Lab 8: Searching for Efficiency

For this week’s lab, we will be revisiting questions from previous lab assignments, with the purpose of using functions from the map() family to iterate over certain tasks. To do this, we will need to load in the data from Lab 2, Lab 3, and Lab 7. I’ve included all the datasets in the data folder, so all you need to do is read them in. 🙃

Lab 2

First up, we’re going to revisit Question 3 from Lab 2. This question asked:

What are the data types of the variables in this dataset?

1. Using map_chr(), produce a nicely formatted table of the data type of each variable in the surveys dataset. Specifically, the table should have 15 columns, one for each variable, with the datatype of that variable immediately below it’s name.

Lab 3

Now, were on to Lab 3 where we will revisit two questions.

In the original version of Lab 3, Question 5 asked you to:

Change data types in whichever way you see fit (e.g., is the instructor ID really a numeric data type?)

2. Using map_at(), convert the teacher_id, weekday, academic_degree, seniority, and gender columns to factors. Hint: You will need to use bind_cols() to transform the list output back into a data frame.

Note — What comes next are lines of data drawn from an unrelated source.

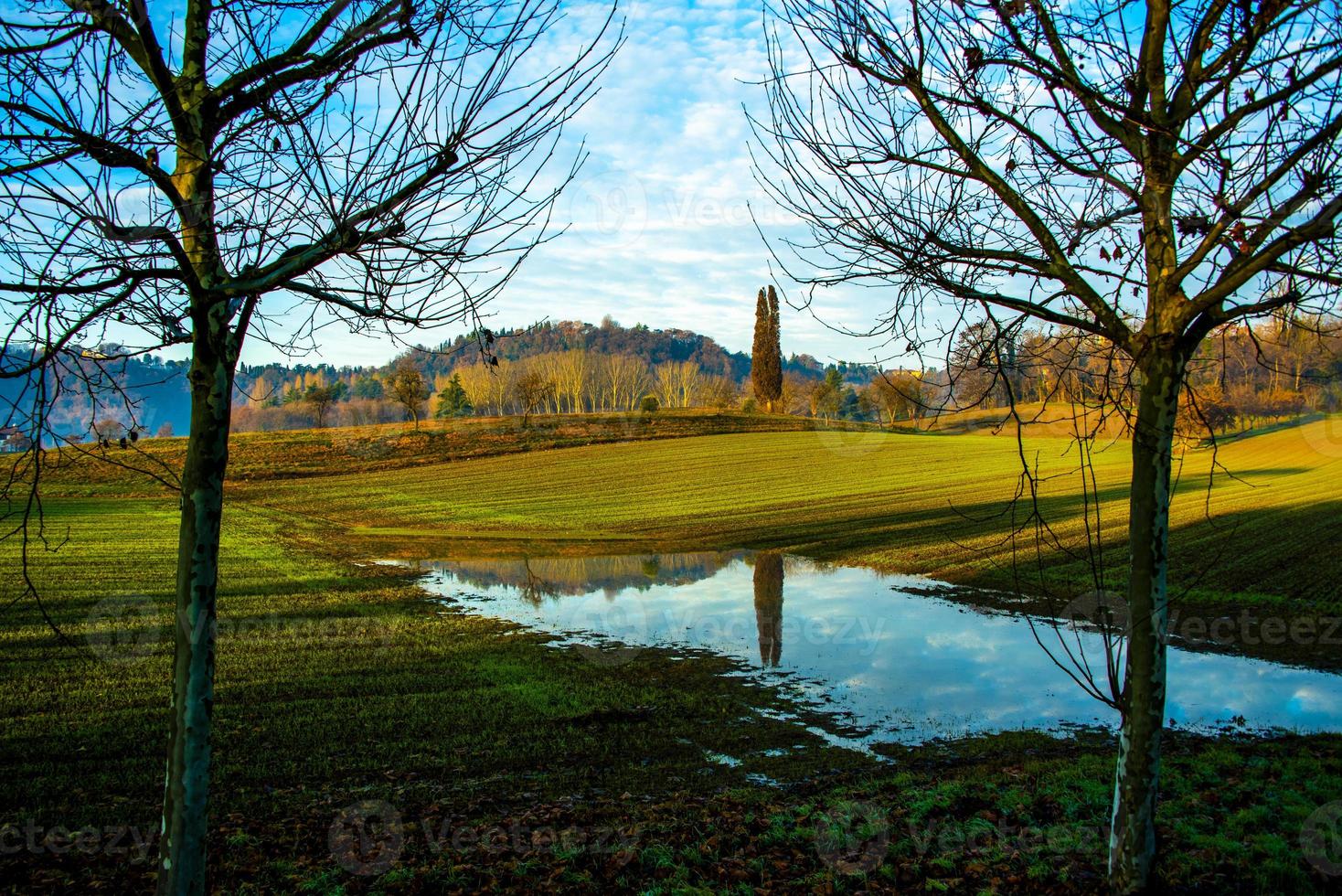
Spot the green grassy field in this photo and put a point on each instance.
(341, 684)
(946, 506)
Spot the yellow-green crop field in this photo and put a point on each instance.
(340, 684)
(1256, 519)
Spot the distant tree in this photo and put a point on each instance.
(716, 392)
(765, 352)
(320, 399)
(825, 396)
(367, 387)
(676, 382)
(900, 396)
(768, 592)
(410, 388)
(533, 389)
(453, 400)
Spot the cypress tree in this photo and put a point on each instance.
(765, 356)
(776, 347)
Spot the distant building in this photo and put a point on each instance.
(14, 440)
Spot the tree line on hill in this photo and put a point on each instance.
(1241, 377)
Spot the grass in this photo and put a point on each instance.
(1262, 537)
(514, 764)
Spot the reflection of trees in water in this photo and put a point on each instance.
(768, 582)
(541, 577)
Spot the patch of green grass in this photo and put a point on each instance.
(935, 505)
(341, 686)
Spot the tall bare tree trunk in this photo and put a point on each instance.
(1132, 847)
(181, 849)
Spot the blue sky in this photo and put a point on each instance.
(659, 218)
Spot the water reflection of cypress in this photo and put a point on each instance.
(768, 581)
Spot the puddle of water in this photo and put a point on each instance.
(891, 664)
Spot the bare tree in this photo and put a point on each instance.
(1141, 175)
(533, 389)
(186, 173)
(410, 388)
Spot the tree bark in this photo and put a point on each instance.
(1132, 847)
(181, 849)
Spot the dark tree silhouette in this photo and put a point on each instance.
(768, 586)
(186, 173)
(1141, 175)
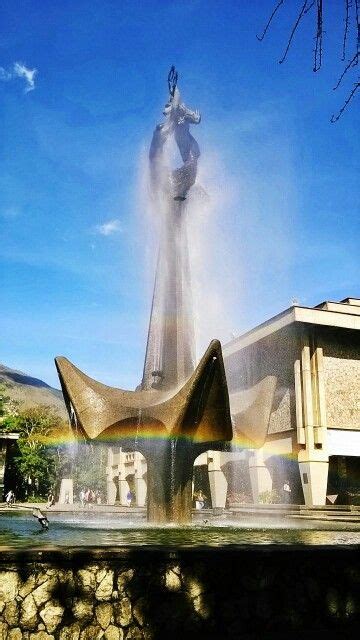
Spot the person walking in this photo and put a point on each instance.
(51, 500)
(82, 497)
(42, 519)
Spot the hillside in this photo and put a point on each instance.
(30, 391)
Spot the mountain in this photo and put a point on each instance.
(31, 391)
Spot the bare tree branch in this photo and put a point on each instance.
(346, 27)
(319, 35)
(357, 26)
(309, 7)
(301, 14)
(351, 14)
(260, 38)
(349, 98)
(353, 62)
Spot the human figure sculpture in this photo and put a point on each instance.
(177, 123)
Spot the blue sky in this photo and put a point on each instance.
(74, 239)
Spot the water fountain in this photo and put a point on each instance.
(179, 410)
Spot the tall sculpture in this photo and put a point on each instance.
(170, 352)
(178, 411)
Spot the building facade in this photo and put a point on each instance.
(294, 386)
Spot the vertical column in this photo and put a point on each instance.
(110, 484)
(313, 457)
(124, 486)
(217, 480)
(260, 477)
(140, 484)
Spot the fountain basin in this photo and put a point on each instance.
(152, 591)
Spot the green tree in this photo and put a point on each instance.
(35, 465)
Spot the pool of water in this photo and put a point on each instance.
(82, 530)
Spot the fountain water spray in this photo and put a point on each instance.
(179, 410)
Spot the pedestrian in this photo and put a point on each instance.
(10, 498)
(287, 491)
(51, 500)
(42, 519)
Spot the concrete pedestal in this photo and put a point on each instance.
(217, 480)
(110, 492)
(314, 477)
(140, 490)
(123, 490)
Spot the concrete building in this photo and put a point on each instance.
(294, 385)
(6, 441)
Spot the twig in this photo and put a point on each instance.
(353, 62)
(260, 38)
(346, 27)
(357, 26)
(319, 34)
(349, 98)
(309, 7)
(293, 31)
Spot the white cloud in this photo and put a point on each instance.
(109, 228)
(20, 70)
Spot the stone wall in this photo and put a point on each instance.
(256, 592)
(274, 355)
(342, 378)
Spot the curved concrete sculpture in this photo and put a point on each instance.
(169, 429)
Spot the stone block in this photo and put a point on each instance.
(104, 614)
(9, 584)
(52, 615)
(29, 614)
(123, 613)
(105, 588)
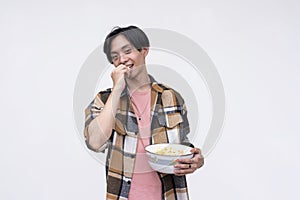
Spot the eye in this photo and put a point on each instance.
(128, 51)
(114, 57)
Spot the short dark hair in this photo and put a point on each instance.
(132, 33)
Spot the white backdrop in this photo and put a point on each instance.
(254, 45)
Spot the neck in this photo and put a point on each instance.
(141, 83)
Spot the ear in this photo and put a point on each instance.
(145, 51)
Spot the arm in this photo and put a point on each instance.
(99, 129)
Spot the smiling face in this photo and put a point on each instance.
(123, 52)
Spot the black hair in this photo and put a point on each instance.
(132, 33)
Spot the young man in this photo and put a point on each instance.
(137, 112)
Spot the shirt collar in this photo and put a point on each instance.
(154, 84)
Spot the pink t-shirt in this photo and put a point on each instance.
(145, 183)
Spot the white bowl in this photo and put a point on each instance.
(162, 157)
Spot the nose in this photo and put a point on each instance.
(123, 58)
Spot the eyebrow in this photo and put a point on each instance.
(123, 47)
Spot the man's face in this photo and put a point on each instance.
(123, 52)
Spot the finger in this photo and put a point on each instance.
(195, 151)
(181, 172)
(183, 165)
(185, 160)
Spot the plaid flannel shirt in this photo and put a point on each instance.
(169, 124)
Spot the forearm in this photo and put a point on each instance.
(100, 129)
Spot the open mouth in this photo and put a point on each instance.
(130, 66)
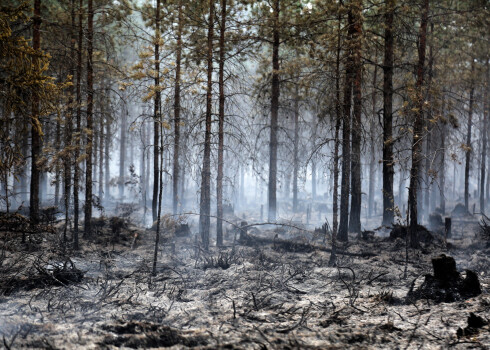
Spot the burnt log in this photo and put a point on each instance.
(446, 285)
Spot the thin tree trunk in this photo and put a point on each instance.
(468, 143)
(175, 177)
(484, 142)
(442, 169)
(388, 171)
(338, 110)
(122, 151)
(372, 160)
(205, 203)
(90, 107)
(221, 123)
(76, 178)
(417, 129)
(272, 187)
(156, 113)
(35, 123)
(346, 132)
(295, 151)
(355, 210)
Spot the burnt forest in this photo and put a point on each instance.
(244, 174)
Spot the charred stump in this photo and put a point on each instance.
(447, 284)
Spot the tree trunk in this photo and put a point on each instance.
(484, 142)
(221, 122)
(76, 178)
(122, 150)
(35, 123)
(346, 132)
(468, 143)
(372, 160)
(205, 203)
(442, 169)
(338, 110)
(417, 129)
(388, 171)
(156, 113)
(295, 151)
(355, 210)
(274, 113)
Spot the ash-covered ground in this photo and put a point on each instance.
(256, 296)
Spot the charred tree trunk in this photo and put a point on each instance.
(338, 110)
(36, 131)
(221, 123)
(175, 177)
(205, 203)
(76, 177)
(355, 210)
(295, 152)
(417, 129)
(122, 150)
(156, 113)
(388, 171)
(90, 107)
(468, 143)
(346, 133)
(484, 143)
(372, 160)
(274, 113)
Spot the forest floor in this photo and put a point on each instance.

Next up, we’re going revisit Question 7 which asked:

What are the demographics of the instructors in this study? Investigate the variables academic_degree, seniority, and sex and summarize your findings in ~3 complete sentences.

Many people created multiple tables of counts for each of these demographics, but in this exercise we are going to create one table with every demographic.

3. Using pivot_longer() and pivot_wider(), recreate the table below.

Same classification as Challenge 3

I’m using the sen_level classification from Challenge 3

  • "junior" = seniority is 4 or less (inclusive)
  • "senior" = seniority is more than 4
Extending you thinking…

If you are interested in exploring my table fomatting, I specifically used the kable() function from the knitr package to first get an HTML table. Then I styled that table using the kable_styling() function from the kableExtra package.

Lab 7

For our last problem, we will revisit a question from the most recent lab. Question 1 asked you to use across() to make a table which summarized:

What variable(s) have missing values present?
How many observations have missing values?

4. Using map_int(), produce a nicely formatted table of the number of missing values for each variable in the fish data.